The evolution of the cement industry towards reducing its environmental footprint is expected to lead to the gradual disappearance of high-clinker binders, which are currently used for the conditioning of certain types of radioactive waste, such as evaporator concentrates. In contrast, novel cements (e.g., CEM II/C-M, CEM VI, LC3) are under development or standardization, offering new opportunities to design cement-based matrices with reduced environmental impact. However, their performance needs to be thoroughly evaluated to anticipate their industrial implementation for radioactive waste management.
This project will focus particularly on the influence of key ionic species present in evaporator concentrates on the hydration of ternary binders consisting of clinker, calcined clay, and limestone filler. Experiments will be conducted using non-radioactive surrogates. In addition to commercial cements, laboratory-prepared mixes will be used, allowing for more precise control over the content of clinker and supplementary cementitious materials.

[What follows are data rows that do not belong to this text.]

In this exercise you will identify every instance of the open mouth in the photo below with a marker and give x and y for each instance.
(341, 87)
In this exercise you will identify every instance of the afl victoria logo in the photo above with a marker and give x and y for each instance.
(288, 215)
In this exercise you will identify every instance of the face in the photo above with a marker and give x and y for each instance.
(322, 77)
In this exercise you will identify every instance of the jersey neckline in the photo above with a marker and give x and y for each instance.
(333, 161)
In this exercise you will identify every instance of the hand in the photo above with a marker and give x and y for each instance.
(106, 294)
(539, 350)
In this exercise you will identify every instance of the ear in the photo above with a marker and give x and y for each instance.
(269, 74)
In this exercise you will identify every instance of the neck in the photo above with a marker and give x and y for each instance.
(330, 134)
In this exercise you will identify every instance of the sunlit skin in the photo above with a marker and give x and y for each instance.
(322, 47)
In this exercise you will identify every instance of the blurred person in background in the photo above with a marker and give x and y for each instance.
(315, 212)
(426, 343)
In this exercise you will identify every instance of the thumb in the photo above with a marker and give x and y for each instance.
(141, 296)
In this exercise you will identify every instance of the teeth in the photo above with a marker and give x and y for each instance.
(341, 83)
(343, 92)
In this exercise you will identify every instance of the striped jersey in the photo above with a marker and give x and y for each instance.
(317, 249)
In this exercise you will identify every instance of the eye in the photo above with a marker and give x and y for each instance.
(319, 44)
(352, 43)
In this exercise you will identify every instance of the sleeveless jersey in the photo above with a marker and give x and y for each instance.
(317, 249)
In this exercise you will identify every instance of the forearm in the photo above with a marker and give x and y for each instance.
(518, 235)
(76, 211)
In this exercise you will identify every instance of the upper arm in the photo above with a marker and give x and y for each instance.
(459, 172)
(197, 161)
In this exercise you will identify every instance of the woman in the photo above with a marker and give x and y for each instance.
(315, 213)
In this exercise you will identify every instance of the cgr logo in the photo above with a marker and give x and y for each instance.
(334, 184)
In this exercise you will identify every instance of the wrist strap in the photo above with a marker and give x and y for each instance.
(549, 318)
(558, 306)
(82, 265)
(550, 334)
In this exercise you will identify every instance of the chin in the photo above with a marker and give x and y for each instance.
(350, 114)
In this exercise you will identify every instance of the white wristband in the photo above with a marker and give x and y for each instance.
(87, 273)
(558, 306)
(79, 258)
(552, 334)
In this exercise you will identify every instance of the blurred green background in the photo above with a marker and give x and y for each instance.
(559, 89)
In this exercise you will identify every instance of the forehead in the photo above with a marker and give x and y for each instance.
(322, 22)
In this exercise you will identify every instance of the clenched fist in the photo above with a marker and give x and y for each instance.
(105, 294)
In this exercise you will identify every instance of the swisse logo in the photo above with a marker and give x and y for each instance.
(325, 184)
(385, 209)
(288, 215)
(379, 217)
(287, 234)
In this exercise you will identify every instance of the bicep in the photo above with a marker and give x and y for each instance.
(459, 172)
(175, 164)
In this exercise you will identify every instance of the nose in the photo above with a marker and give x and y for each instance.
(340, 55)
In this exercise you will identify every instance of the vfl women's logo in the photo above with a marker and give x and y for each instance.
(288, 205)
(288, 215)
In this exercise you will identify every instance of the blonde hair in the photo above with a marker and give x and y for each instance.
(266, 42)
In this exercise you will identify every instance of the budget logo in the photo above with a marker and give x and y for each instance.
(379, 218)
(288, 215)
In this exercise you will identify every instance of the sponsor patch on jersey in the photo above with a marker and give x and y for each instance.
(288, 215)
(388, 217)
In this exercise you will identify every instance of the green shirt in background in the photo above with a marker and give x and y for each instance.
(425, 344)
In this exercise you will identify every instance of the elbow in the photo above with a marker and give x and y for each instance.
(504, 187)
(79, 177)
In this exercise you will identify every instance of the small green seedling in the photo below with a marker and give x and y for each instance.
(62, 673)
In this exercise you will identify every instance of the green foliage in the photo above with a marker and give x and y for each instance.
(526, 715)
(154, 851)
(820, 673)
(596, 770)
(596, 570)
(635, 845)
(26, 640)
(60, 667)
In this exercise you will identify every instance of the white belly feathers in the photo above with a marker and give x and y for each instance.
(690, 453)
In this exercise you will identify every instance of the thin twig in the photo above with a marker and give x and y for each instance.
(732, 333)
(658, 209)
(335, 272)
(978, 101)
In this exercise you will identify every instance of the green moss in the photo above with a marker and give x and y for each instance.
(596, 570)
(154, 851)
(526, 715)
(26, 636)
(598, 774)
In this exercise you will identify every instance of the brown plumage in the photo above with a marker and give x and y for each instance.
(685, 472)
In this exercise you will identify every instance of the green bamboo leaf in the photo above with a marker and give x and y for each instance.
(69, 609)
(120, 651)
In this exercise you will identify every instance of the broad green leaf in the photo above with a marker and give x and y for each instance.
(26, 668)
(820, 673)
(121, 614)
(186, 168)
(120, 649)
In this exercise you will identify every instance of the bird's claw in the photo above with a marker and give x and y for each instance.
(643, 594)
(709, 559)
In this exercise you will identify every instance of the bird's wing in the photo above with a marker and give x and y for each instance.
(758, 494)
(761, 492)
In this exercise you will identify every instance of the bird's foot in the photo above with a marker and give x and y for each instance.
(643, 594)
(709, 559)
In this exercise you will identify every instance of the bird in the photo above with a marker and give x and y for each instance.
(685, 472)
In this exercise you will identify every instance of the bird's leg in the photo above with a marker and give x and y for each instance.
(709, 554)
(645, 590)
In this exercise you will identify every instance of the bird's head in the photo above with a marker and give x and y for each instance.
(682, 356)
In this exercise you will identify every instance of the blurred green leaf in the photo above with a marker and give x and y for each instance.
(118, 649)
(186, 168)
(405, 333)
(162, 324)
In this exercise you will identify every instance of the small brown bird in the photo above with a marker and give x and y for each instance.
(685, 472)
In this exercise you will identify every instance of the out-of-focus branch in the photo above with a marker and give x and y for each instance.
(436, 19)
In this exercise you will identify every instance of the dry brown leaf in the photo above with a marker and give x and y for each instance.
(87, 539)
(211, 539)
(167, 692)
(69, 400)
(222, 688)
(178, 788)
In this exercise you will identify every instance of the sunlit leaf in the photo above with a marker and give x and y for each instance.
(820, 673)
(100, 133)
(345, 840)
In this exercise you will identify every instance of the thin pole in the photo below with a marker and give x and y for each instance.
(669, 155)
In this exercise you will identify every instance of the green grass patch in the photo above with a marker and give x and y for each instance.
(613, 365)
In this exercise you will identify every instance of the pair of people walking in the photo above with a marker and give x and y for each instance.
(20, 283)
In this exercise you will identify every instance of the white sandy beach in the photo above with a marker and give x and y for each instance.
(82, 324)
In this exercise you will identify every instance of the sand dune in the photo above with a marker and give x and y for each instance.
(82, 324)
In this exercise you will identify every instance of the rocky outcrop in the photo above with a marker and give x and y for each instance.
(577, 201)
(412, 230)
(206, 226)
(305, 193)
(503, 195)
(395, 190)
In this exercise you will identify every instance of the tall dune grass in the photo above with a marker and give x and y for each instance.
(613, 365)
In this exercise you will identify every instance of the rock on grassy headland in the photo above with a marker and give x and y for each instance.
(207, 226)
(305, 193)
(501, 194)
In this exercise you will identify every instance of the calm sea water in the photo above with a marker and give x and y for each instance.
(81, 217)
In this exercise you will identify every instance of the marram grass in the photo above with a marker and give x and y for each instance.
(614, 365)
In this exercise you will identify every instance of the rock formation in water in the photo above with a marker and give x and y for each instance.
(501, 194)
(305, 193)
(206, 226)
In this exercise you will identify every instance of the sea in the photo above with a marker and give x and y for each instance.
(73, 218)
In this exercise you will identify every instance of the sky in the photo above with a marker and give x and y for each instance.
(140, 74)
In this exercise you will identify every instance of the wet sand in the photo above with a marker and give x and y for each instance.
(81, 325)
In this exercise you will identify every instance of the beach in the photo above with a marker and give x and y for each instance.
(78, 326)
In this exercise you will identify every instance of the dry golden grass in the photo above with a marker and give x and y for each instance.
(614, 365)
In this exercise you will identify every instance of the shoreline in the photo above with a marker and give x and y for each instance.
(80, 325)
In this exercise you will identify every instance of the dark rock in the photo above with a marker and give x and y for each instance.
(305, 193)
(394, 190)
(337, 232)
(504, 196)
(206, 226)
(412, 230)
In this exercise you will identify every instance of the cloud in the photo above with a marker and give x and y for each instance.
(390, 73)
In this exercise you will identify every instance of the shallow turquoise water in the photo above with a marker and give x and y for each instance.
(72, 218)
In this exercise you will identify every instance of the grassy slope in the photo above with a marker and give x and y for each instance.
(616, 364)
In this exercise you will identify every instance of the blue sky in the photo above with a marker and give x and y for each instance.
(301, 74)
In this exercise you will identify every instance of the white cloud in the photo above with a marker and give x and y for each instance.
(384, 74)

To understand the mechanisms involved in ion-induced acceleration or retardation of cement hydration, the hydration rate, phase evolution and microstructure will be investigated using a variety of techniques. The experimental results will then be used as input data for thermodynamic modelling of the hydration of these low-carbon binders by concentrated electrolytes.
This project is aimed at a postdoctoral researcher interested in developing expertise in materials chemistry and thermodynamic modeling, with a focus on advancing low-carbon cement chemistry and exploring new solutions for radioactive waste conditioning. It will be conducted within the framework of the EURAD2 European project at the Design and Characterization of Mineral Materials Laboratory (CEA/LFCM), with opportunities for collaboration with other European laboratories.